The greatest liability concerns are often associated with new products entering the market. Yet the recent scrutiny surrounding Depo-Provera highlights a different challenge for insurers and life sciences companies regarding what happens when new risks emerge around medicines that have been in use for decades.
The contraceptive injection has come under increased scrutiny following studies that identified an association between prolonged use of medroxyprogesterone acetate and an increased risk of meningioma, a typically benign brain tumour. Regulators in Europe and the UK have since updated product information and issued warnings relating to the risk. While regulators have identified an elevated risk among some long-term users, they have also emphasised that the overall risk remains low.
For insurers, however, the significance of the issue extends well beyond a single product.
Sean Burke, healthcare and life sciences practice leader at CFC, said products that have been on the market for many years are often viewed differently from newer therapies.
"From an underwriting perspective, established products are often assumed to have a well-understood risk profile, particularly where they've been in the market for decades with an established safety and regulatory history," he said.
The issue has raised broader questions about how emerging risks are identified, assessed and communicated throughout a product's lifecycle.
Burke noted that litigation emerging in the United States has focused in part on questions around what manufacturers knew, or ought to have known, about potential risks and how those risks were communicated over time.

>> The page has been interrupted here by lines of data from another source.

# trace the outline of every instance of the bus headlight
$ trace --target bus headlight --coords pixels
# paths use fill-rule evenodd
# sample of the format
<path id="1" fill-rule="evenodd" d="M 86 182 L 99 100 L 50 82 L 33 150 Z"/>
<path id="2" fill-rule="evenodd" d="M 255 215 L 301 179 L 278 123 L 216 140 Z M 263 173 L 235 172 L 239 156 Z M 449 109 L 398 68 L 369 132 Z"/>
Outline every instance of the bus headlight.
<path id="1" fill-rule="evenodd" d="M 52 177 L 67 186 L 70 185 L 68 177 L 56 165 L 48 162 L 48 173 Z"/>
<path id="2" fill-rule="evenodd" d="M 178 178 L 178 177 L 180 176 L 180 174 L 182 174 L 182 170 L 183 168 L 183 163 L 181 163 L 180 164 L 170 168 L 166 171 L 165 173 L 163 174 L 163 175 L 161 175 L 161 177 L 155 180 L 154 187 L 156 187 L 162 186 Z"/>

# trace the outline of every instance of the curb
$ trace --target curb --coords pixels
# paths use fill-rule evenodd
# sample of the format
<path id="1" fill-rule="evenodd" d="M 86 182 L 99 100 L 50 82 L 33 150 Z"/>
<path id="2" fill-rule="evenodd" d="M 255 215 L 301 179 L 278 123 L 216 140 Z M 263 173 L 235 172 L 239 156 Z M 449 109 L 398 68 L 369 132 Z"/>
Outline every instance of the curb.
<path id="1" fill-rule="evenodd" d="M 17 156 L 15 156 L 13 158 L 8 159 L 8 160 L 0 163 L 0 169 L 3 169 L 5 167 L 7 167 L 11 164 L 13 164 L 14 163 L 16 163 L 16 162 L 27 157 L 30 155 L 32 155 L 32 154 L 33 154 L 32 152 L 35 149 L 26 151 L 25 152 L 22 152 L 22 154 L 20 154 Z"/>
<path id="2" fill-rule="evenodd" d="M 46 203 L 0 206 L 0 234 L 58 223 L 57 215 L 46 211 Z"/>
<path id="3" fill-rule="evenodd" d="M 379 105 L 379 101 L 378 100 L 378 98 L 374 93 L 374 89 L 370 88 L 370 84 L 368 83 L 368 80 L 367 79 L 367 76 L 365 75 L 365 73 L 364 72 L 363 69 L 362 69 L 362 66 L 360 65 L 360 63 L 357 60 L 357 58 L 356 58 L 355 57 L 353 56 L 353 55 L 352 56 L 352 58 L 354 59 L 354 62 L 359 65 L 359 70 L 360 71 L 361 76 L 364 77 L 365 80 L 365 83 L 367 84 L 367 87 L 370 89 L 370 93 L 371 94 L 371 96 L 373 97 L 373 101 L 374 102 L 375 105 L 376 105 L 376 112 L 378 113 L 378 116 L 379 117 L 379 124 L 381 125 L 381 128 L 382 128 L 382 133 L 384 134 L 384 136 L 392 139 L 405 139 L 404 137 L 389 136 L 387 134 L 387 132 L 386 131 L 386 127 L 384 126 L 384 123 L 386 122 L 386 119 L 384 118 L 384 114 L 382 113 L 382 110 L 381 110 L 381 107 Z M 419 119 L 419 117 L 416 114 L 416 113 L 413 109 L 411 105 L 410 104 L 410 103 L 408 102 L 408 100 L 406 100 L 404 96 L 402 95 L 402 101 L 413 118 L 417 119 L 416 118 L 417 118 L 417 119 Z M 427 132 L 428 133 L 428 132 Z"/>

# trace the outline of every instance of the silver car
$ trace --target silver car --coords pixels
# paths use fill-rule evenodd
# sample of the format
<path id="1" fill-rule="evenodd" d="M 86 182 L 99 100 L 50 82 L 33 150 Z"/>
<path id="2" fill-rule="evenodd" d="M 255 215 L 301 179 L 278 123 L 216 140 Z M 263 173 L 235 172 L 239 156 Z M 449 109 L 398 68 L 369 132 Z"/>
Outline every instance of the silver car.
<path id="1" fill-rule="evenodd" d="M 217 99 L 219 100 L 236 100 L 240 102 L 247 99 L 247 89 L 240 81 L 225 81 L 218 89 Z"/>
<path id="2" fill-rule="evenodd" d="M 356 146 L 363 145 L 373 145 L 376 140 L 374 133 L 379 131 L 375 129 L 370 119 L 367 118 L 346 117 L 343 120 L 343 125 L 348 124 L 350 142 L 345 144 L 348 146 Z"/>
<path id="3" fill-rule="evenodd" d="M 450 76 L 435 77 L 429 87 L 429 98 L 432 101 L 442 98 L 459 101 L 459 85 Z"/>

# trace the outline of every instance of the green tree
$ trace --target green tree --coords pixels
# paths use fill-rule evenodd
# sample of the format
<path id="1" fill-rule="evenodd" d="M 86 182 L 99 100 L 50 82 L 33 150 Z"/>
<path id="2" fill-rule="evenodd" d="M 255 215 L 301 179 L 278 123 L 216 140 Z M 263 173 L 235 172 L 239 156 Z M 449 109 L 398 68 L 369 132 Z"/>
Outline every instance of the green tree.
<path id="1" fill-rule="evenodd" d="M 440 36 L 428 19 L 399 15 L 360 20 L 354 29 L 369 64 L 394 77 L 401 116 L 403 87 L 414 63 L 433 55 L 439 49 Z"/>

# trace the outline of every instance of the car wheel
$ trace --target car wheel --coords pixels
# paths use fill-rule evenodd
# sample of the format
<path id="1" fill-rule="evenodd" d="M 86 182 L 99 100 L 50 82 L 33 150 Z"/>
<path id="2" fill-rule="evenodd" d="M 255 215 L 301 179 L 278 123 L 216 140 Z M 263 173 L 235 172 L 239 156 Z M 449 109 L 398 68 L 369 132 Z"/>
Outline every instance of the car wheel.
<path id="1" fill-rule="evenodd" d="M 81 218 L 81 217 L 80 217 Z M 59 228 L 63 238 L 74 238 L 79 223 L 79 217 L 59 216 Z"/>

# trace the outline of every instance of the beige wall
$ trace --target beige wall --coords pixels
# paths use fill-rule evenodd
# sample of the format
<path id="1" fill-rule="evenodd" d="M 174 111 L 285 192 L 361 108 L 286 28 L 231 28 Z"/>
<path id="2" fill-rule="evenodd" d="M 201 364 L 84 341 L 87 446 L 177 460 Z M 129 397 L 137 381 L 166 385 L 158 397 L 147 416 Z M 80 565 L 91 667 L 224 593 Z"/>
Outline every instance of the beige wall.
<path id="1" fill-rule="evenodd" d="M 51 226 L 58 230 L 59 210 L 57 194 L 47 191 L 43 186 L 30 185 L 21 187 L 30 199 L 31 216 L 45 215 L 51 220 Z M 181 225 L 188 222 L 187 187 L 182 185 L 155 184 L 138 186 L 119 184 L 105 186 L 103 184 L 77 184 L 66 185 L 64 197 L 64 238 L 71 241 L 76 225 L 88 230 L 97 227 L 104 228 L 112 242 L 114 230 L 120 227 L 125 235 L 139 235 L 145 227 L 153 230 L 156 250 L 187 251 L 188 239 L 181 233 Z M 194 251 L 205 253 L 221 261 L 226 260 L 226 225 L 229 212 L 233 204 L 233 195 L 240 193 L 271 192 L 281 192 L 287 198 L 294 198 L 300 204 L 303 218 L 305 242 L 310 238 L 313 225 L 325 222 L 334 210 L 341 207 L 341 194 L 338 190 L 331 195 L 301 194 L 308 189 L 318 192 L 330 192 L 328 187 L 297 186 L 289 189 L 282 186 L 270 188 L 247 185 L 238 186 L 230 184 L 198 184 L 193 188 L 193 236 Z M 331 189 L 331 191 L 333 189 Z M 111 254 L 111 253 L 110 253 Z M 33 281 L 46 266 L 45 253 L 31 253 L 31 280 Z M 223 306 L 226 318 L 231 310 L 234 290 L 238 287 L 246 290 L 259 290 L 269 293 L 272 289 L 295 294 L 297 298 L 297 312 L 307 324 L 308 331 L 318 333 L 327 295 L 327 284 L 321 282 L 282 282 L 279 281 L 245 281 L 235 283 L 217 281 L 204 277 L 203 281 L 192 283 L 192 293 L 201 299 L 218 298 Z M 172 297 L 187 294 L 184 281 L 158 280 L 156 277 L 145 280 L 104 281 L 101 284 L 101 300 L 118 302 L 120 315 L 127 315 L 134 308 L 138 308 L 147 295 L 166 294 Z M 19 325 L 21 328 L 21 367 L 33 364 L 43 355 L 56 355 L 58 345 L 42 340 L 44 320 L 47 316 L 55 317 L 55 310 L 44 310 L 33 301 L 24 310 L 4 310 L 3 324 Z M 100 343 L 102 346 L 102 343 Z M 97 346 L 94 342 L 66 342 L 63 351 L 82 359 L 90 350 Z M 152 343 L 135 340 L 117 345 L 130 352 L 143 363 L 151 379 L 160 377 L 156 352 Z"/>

The case also highlights the importance of post-market monitoring, as a medicine's risk profile can continue to evolve long after regulatory approval.
For liability lawyers, that evolution can create some of the most complex disputes in the sector.
"The central issues are causation and the question of defect," said Charlotte Kelly, partner at Clyde & Co.
More specifically, cases frequently turn on whether a pharmaceutical product actually caused the injuries alleged and whether it can be considered defective under the existing liability framework.
"Safety" in the context of pharmaceuticals is inherently relative, Kelly noted. Regulatory approval may be rigorous, but it does not guarantee that every potential risk has been identified throughout a product's commercial life.
"Causation is often the decisive battleground and inherently complex," added Peter Barnes, legal director at Clyde & Co.
Pharmaceutical claims frequently involve conditions with multiple potential causes, long latency periods and evolving scientific evidence. Courts must weigh epidemiological evidence against individual medical histories, with outcomes often dependent on expert testimony.
For underwriters, the focus extends beyond the existence of a potential side effect.
"From an insurer's perspective, a strong pharmacovigilance framework is critical, as is a company's ability to identify emerging issues, escalate them, and implement changes effectively," Burke said.
The ability to monitor safety signals, document decision-making and respond appropriately to evolving evidence forms an important part of how insurers assess life sciences risks.
At the same time, emerging risks can create uncertainty for insurers themselves.
"Whilst new risks emerging from long-established pharmaceutical products inevitably means for insurers the potential of increased exposure, aggregation risk, and uncertainty around policy triggers and limits, careful wording review is essential," Barnes said.
Claims emerging years after launch can create disputes around policy triggers, exclusions and aggregation, while life sciences companies face growing pressure to align risk management, regulatory compliance and insurance strategies.
Beyond any individual product, insurers are also paying close attention to a broader trend.
"There is a growing reliance on blockbuster APIs as the foundation for multiple new drug applications," Burke said. "That concentration of exposure can ultimately lead to large cohorts of potential claimants emerging from a single underlying active ingredient."
In other words, a safety concern associated with one ingredient can potentially affect multiple products, manufacturers and insurance programmes.
The liability landscape is also becoming more active.
"Without a doubt," Barnes said when asked whether pharmaceutical litigation is likely to increase.
"Increased data transparency, patient awareness, and specialist claimant firms are making it easier to bring claims."
The questions raised by Depo-Provera ultimately point to a broader reality. Even products that have been on the market for decades are not immune from new scrutiny, and as scientific understanding evolves, so too can the risks attached to them.